Embolization is the selective blocking of blood vessels by placing tiny particles in the vessel. Once the particles in place, the blood flow along that vessel is dimished or stopped entirely. Embolization is used for many purposes, such as cutting off the blood supply to malignant tumors or uterine fibroids, or to stop hemorrhaging in the lungs or nasal passages.
The particles are about the size of a grain of sand, and they are made of a plastic substance that is similar to the material used to make hard contact lenses, called polyvinyl alcohol (PVA). This is a medical-grade material that is FDA approved for embolization and has been used for embolization in the human body for over 20 years.
Embolization is a catheter-based procedure. The catheter is guided via fluoroscopy (live x-ray) to the location to be blocked. The particles are released until the blood flow has been reduced to the appropriate level. The catheter is withdrawn and the procedure is done.

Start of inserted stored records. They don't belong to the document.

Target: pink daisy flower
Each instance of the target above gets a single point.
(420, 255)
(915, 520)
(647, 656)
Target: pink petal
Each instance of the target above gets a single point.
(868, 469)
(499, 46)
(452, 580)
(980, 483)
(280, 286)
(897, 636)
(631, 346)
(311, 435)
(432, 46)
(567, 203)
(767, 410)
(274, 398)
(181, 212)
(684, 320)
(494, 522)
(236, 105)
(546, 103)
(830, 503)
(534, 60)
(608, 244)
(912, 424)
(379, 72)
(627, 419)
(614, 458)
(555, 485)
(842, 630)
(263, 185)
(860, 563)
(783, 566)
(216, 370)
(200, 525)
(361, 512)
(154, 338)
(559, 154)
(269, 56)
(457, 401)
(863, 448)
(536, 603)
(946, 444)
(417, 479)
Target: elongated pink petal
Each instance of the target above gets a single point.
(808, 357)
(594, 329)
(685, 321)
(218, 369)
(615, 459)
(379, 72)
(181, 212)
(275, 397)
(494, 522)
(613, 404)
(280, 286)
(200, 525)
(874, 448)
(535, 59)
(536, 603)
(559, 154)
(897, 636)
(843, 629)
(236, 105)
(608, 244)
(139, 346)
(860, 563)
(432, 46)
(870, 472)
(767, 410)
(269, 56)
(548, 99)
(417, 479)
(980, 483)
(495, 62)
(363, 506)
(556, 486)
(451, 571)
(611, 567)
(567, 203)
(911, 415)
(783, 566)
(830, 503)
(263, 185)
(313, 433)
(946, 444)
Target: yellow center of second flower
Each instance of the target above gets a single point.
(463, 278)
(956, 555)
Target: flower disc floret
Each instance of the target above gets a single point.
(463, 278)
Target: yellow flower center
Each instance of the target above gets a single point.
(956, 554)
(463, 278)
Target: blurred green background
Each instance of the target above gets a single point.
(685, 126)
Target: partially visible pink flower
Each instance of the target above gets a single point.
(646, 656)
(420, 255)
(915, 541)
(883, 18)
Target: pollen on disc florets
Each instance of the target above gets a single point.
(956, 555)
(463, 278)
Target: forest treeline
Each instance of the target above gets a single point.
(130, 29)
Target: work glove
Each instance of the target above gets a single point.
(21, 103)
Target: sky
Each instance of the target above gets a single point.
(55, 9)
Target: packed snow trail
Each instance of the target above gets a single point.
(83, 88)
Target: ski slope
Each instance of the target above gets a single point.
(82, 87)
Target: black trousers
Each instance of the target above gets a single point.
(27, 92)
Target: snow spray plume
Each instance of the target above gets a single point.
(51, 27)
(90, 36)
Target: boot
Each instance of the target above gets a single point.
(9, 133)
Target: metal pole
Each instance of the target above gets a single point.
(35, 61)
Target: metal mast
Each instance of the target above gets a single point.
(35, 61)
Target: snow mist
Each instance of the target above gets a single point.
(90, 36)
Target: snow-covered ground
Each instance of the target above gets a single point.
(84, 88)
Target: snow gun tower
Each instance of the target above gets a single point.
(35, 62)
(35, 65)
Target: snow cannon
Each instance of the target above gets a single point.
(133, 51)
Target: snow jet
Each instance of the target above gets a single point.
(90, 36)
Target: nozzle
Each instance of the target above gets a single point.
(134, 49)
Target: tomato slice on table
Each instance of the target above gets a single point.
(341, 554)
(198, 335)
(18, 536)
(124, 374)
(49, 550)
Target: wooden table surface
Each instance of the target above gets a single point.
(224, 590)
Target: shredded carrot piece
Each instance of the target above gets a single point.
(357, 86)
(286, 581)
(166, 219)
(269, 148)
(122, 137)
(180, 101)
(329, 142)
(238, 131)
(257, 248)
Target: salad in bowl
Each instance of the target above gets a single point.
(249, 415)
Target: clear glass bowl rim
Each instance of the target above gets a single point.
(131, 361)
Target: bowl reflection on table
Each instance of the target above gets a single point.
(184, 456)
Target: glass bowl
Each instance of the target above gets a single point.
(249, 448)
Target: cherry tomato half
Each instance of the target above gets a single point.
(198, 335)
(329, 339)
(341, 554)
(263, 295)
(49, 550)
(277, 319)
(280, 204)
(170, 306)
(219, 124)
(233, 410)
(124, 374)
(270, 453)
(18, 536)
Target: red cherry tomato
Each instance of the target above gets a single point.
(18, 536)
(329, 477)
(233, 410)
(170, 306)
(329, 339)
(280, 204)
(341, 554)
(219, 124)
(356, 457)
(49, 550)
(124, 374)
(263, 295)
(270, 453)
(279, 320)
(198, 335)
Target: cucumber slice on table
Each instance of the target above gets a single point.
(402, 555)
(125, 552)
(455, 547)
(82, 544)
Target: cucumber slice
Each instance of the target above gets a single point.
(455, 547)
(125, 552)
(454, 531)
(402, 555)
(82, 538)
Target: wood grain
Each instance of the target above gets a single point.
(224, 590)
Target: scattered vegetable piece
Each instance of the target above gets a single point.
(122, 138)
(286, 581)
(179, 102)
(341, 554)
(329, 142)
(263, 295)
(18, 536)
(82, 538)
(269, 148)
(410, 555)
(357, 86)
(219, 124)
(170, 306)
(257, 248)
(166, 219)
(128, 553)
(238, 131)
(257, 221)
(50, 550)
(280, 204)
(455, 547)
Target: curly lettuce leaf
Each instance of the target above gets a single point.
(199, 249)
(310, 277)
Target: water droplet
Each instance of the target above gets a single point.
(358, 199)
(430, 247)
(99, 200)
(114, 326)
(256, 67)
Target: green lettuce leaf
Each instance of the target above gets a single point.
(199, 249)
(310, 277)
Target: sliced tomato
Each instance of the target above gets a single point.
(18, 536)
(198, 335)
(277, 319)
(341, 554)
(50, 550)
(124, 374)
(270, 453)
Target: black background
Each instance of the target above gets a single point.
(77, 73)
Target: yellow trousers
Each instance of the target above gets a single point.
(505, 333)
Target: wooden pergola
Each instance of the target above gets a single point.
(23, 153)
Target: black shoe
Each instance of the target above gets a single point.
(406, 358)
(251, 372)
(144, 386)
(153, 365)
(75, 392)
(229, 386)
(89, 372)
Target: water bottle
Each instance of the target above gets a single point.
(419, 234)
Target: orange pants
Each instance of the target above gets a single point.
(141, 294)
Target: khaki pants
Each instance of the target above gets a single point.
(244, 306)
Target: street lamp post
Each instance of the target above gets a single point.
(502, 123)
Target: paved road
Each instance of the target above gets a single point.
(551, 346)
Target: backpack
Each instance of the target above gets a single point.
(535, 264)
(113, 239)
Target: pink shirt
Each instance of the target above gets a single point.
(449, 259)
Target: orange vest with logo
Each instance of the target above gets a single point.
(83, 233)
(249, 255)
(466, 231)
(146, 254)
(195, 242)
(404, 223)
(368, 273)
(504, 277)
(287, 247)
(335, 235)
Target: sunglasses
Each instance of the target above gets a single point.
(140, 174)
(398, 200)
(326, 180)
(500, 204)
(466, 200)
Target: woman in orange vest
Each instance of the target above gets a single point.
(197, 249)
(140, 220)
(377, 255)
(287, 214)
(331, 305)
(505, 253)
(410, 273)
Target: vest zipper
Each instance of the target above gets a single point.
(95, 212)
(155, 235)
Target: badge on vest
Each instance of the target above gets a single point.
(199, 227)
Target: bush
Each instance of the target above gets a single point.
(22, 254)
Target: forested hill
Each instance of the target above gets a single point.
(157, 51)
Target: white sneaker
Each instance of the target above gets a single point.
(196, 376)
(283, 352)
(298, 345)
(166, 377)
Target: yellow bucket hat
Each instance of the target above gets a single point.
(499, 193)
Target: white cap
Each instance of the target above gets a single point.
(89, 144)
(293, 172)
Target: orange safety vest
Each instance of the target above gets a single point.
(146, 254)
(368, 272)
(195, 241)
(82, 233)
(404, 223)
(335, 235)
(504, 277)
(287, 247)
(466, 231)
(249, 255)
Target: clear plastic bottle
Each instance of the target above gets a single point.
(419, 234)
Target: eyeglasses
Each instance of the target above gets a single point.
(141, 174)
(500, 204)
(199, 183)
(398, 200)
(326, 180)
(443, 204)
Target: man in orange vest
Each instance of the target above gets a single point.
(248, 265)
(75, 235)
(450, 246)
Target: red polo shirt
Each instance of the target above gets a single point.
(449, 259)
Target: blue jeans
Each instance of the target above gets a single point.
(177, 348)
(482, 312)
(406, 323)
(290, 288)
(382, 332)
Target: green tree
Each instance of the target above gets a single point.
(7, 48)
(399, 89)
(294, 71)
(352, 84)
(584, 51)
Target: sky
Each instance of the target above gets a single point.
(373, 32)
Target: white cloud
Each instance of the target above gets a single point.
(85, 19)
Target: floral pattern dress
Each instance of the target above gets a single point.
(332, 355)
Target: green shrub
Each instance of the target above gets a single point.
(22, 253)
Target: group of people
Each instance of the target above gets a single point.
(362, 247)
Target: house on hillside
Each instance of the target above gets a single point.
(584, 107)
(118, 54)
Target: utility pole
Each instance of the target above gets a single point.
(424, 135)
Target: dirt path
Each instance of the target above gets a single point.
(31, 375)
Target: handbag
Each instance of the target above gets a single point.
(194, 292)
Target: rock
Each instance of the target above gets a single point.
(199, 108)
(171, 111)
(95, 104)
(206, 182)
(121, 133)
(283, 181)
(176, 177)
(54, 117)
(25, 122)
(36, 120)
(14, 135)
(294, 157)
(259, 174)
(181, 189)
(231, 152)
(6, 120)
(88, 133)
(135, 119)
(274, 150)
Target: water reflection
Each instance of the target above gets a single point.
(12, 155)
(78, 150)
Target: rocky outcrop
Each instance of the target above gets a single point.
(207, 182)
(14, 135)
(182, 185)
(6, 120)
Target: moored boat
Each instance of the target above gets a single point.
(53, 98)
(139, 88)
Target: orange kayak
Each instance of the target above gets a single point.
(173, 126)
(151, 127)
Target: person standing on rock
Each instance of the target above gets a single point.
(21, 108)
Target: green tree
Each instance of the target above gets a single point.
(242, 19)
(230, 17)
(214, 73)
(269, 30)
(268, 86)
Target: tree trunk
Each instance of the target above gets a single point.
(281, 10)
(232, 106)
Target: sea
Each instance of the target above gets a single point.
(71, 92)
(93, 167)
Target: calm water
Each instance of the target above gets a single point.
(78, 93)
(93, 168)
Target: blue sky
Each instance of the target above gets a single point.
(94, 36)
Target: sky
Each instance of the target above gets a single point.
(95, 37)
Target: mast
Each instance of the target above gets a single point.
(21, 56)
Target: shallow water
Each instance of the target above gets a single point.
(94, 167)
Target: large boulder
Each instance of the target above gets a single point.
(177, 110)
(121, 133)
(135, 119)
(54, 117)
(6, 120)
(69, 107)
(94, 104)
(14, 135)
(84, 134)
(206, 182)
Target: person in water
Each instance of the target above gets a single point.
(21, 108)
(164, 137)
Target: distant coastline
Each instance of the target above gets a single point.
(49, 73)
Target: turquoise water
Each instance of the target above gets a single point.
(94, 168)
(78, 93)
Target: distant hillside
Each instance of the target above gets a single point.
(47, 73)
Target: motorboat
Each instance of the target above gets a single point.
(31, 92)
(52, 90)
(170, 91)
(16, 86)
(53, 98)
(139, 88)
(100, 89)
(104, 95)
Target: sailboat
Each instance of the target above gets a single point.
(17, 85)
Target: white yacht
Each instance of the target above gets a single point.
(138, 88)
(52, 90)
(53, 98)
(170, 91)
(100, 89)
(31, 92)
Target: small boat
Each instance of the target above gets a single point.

Bronchial artery embolization (BAE) is a procedure that is used to treat severe, ongoing, or recurrent vomiting of blood (hemoptysis). Hemoptysis can be caused by pneumonia, bronchitis, lung cancer, tuberculosis, brochiectasis, and pulmonary thromboembolism. Embolization restricts or completely blocks blood flow and has been successful used to treat hemorrhage in many parts of the body.